Semakin yakinlah Makaila jika dirinya memang perlu untuk mengatakan alasan yang membuatnya seperti ini. Makaila pun berkata, “Kalau begitu, sebelum aku meminta bantuanmu. Aku ingin menceritakan sesuatu lebih dulu.”
Yafas mengangguk dan berkata, “Maka ceritakanlah.”
“Jadi ….”
Ucapan Makaila terinterupsi dengan suara ketukan pintu. Yafas sendiri mengernyitkan keningnya. Jika tidak ada masalah mendesak, biasanya suster yang berada di meja administrasi pasti sebisa mungkin akan menjaga situasi tetap tenang ketika ada yang tengah berkonsultasi. Karena itulah, Yafas mempersilakan untuk sang pengetuk pintu membuka pintu. Munculan sang perawat yang kemudian berkata, “Maaf, Dok. Saya ingin menyampaikan pesan yang diberikan Nyonya Edelia.”

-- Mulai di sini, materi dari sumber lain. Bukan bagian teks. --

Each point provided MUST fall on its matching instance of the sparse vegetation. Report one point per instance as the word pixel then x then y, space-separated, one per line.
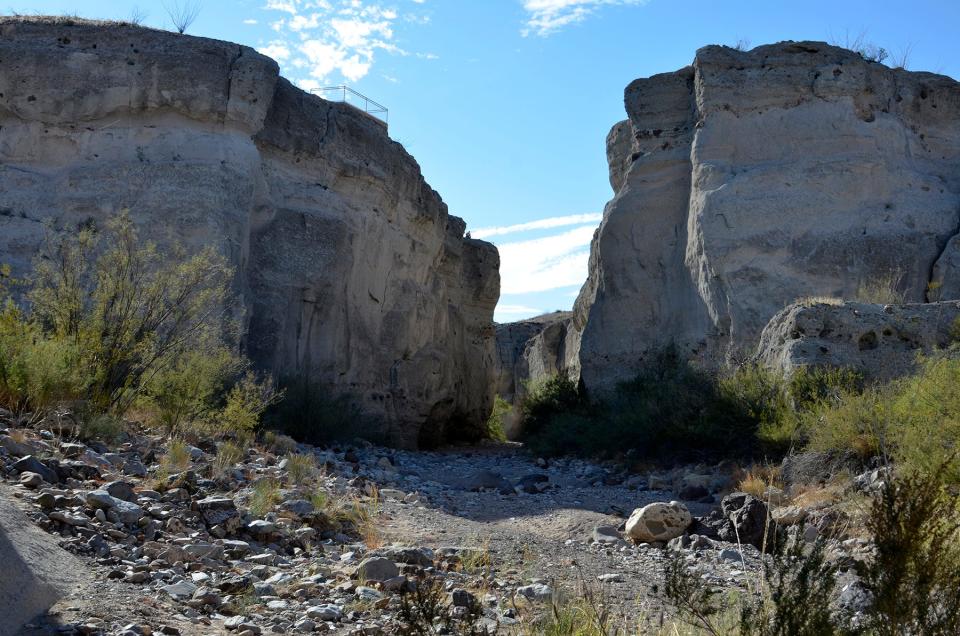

Yafas mengangguk dan mempersilakan perawatnya untuk melanjutkan perkataannya. “Nyonya Edelia mendapatkan panggilan dari kantornya, dan tidak bisa untuk menunggui Nona Makaila sampai selesai konseling. Karena itu, Nyonya Edelia mengirim orang yang dikenal Nona Makaila untuk menjemput Nona saat waktu konseling sudah selesai,” ucap sang perawat.
Makaila mengernyitkan keningnya saat mendengar perkataan sang perawat. Ia menerka-nerka, siapakah yang dikirim oleh mamanya untuk menjemputnya. Namun, saat Makaila melihat sosok di belakang sang perawat, Makaila tidak bisa menahan diri untuk menahan napasnya. “Bara,” bisik Makaila tidak percaya.